Listening to the Ukrainian government officials these days is a little bit depressive. All of them keep reiterating that the country is a victim of Russia's aggression, which is why the economy fell by 6.8 percent last year and will keep falling this year, down by 5.5 percent.

Something is terribly wrong with seeing the country as a victim.

Ukraine is an unexperienced country, that's for sure. Having obtained independence in 1991, it has never fully relied on itself. Being dependent on the Russian energy supplies up until now, as well as on the sentiments of Western democracies, it used to think that the outside partners will never let the country down, which is not the best political approach.

Now is the time for Ukrainian government to take the full responsibility for the decisions that are being made. World will stop buying Ukraine's victim status pretty soon if domestic economy will not make a pivotal shift to the market-based development model, which includes rational pricing policy and stimulating the entrepreneurial spirit.

It's not that easy to stop being a victim. You keep thinking that somebody else has to take care of you and your problems. But it's not the International Monetary Fund's headache to make the wages in Ukraine higher and it's not Barack Obama's direct responsibility to create new jobs in Ukraine. One might blame Russia's Vladimir Putin for decades for what's going wrong in Ukraine, but that simply doesn't reflect the state of the things.

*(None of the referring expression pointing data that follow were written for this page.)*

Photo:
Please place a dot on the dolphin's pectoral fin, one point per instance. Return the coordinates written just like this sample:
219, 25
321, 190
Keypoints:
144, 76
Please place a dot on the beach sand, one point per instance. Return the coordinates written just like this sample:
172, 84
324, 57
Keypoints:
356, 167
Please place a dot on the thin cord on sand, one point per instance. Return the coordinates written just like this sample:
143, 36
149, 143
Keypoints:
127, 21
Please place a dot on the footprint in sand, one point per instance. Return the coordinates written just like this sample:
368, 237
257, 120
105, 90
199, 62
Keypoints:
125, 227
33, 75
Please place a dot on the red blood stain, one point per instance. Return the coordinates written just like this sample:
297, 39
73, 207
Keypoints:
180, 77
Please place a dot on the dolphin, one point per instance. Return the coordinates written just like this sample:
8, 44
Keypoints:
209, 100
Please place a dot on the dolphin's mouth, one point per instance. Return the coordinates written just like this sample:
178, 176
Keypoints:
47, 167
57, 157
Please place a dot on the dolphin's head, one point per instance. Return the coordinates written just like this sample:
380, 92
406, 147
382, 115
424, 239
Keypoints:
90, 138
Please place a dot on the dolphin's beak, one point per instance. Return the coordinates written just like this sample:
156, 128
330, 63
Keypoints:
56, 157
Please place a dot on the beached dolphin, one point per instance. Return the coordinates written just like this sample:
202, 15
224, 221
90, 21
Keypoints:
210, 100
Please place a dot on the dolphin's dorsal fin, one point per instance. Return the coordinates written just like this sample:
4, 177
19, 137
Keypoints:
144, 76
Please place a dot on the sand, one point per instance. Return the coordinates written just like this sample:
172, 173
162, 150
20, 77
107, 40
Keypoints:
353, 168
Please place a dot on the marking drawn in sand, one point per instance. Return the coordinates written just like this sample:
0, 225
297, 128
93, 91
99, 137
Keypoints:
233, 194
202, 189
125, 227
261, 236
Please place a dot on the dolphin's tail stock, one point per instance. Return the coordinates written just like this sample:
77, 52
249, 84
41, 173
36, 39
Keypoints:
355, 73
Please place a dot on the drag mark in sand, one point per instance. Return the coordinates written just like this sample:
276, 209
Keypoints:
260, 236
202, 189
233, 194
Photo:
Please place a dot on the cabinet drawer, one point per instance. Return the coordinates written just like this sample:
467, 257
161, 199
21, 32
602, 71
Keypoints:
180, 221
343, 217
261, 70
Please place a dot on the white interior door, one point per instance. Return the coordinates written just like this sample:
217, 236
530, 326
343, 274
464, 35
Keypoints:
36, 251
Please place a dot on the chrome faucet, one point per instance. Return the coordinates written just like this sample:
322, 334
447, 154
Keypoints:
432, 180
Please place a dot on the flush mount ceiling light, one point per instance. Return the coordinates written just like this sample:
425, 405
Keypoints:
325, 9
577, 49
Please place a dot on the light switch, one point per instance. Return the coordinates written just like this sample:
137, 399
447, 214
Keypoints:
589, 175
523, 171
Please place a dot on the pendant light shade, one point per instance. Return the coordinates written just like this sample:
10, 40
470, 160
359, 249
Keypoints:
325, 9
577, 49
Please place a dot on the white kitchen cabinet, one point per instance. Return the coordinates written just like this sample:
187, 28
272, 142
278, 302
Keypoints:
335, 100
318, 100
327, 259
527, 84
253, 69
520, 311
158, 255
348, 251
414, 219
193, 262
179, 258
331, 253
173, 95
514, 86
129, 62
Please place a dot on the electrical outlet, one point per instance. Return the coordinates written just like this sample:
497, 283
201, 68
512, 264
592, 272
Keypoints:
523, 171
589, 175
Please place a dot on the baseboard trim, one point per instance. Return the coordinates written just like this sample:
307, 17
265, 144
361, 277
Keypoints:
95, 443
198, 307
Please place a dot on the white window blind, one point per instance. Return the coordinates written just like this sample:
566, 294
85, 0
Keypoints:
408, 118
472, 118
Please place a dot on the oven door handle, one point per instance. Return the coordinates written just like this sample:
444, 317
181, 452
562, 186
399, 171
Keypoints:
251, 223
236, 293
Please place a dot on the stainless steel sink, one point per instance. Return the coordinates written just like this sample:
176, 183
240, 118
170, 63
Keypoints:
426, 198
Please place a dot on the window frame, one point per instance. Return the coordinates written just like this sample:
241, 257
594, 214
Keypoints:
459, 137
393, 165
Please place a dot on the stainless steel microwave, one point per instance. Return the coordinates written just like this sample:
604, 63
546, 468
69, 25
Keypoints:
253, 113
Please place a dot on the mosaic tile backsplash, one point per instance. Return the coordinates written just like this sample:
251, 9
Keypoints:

Ukraine has been enjoying the poetry of Taras Shevchenko, a XIX-century preacher of the country's victim status, for too long. But Shevchenko simply can't provide the modern nation with all the answers it needs.

Same thing with Vyacheslav Chornovil, a Soviet dissident who ran for presidency in 1991 but lost competition to rival politician Leonid Kravchuk, a former communist. One may keep dreaming for ages on what would happen if Chornovil won the 1991 election campaign, but little would be changed even if he did. He was a follower of the dangerous victim psychology which has been ruining the Ukrainian mentality for too long.

The argument that the oligarchs keep exploitating the nation's resources for the sake of personal enrichment is pretty weak too. Ukraine's developing market is a pretty tough one, but no one keeps anyone from entering the competition on it. Local league of oligarchs hasn't seen any new faces for a while - for some reason, not too many dare to face the competition from Rinat Akhmetov, the country's richest man, and Igor Kolomoisky.

Take a look at Israel. After being a victim of the Nazi repressions, the country stopped pushing this argument at some point and realized that only the economic strength will allow it to enter the league of the world's truly great nations. It's Israel's tech sector that turned what used to be an orange exporter into an economically developed country that plays the leading role in the Eastern Mediterranean region.

It's too easy to view oneself as a victim. In such a case, you don't have to take the responsibility for the life you live and for the results you get. But it's wrong. In 1991, Ukraine made a choice to be independent, which means nobody - whether Russia or the West - will have to take care of the nation's business. It's the nation itself that has to take care of it.